Sommario mostrare L'unico anello Esseri che hanno trovato e utilizzato l'Unico Anello ne Il Signore degli Anelli? Sauron Isildur Sméagol e Deagol Bilbo Baggins frodo Sam Distruzione dell'Unico Anello

L'unico anello

L'Unico Anello è stato uno degli artefatti più potenti mai creati nella Terra di Mezzo. Fu creato dal Signore Oscuro Sauron nel fuoco di Orodruin, noto anche come Monte Fato, durante la Seconda Era.

L'intento di Sauron era quello di aumentare il proprio potere ed esercitare il controllo sul altri anelli del potere , che era stato realizzato da Celebrimbor e dal suo popolo con l'assistenza di Sauron. In questo modo sperava di ottenere il dominio sugli Elfi e su tutte le altre razze della Terra di Mezzo.



L'Unico Anello era anche conosciuto come l'Anello del Rettore, l'Anello del Maestro, l'Anello del Potere e il Flagello di Isildur.

Esseri che hanno trovato e utilizzato l'Unico Anello ne Il Signore degli Anelli?

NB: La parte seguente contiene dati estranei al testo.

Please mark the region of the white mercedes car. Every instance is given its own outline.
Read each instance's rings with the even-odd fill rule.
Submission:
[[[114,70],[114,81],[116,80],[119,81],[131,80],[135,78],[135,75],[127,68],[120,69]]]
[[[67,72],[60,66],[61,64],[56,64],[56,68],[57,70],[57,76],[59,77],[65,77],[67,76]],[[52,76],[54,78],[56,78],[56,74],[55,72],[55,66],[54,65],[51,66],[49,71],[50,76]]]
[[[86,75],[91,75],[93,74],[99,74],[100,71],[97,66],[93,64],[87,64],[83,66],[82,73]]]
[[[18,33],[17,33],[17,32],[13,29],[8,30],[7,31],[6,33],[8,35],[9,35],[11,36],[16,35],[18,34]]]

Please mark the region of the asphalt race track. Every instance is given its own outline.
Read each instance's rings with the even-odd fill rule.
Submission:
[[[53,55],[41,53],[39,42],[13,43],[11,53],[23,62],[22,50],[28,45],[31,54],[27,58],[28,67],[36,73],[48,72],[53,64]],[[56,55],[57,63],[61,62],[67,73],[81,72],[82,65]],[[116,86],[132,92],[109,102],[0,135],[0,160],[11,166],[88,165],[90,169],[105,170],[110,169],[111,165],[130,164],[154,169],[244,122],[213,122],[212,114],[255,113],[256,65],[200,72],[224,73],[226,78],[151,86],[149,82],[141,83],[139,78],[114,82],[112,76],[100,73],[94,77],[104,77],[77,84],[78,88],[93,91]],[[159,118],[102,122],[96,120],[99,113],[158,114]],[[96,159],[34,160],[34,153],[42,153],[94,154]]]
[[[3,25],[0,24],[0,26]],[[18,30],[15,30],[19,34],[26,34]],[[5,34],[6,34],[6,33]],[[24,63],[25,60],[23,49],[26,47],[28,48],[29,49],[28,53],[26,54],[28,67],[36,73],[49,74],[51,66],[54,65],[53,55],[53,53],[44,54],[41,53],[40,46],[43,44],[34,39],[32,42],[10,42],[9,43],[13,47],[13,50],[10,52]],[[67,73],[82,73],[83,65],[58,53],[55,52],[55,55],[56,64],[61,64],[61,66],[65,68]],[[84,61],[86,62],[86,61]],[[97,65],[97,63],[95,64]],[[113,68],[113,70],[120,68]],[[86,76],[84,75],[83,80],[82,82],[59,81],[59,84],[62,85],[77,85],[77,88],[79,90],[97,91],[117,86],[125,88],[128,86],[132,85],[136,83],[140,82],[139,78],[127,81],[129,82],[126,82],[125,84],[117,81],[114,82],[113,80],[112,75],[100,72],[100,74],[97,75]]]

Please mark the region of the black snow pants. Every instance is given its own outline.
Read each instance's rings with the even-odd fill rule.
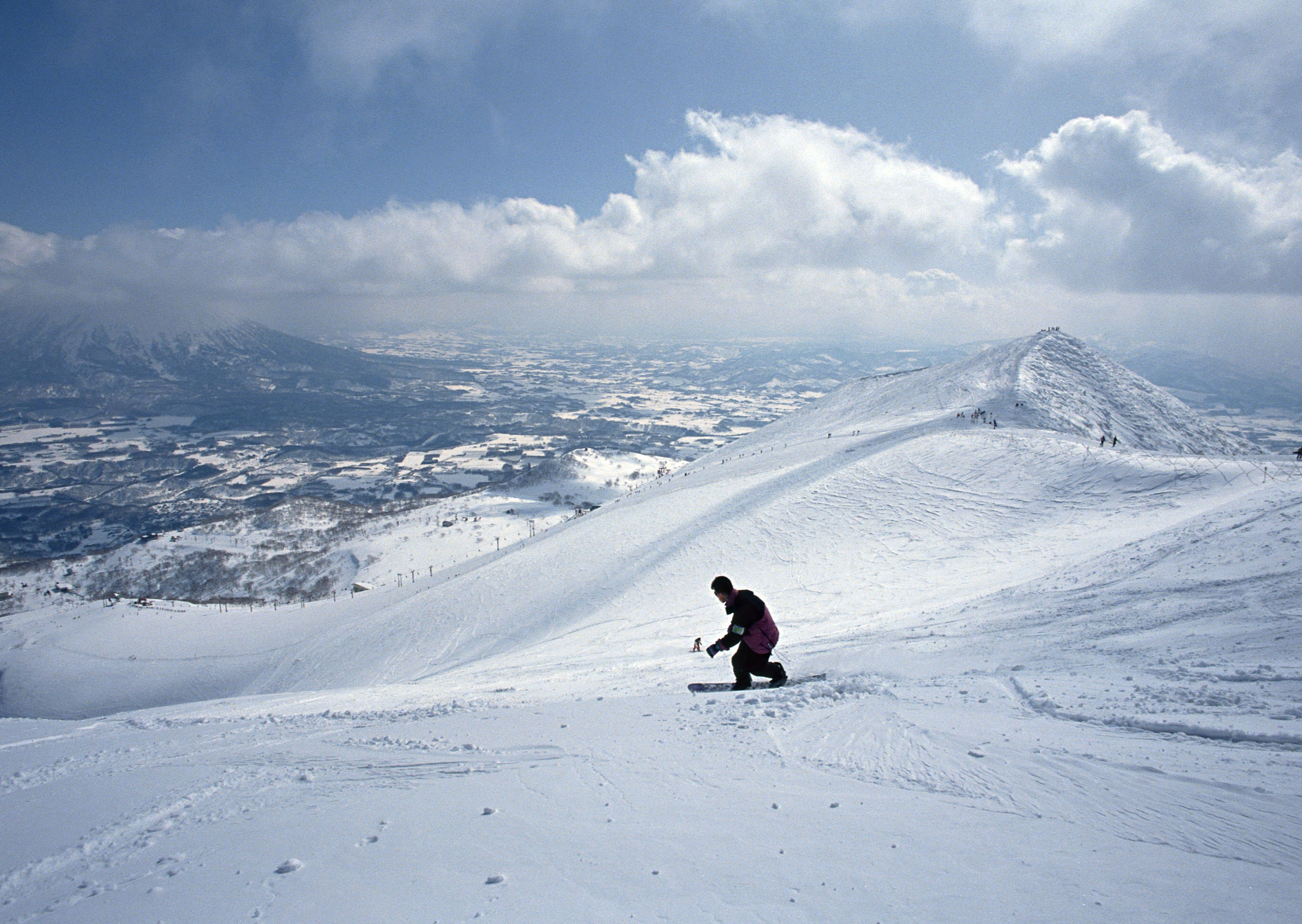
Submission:
[[[772,679],[781,672],[783,665],[769,661],[767,652],[756,655],[745,642],[737,644],[737,653],[733,655],[733,675],[736,675],[738,686],[749,687],[751,674]]]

Sette esseri hanno trovato l'Unico Anello usato e sono Sauron, Isildur, Deagol, Smeagol/Gollum, Bilbo, Frodo e Sam.



Li ordineremo cronologicamente poiché l'anello era in loro possesso. Quindi partiamo dall'inizio.

Sauron

L'Anello fu forgiato intorno all'anno SA 1600, all'interno di Sammath Naur sul Monte Fato. Per raggiungere il suo obiettivo di portare i popoli della Terra di Mezzo sotto il suo dominio, Sauron sapeva che l'Unico Anello avrebbe dovuto contenere una straordinaria quantità di potere.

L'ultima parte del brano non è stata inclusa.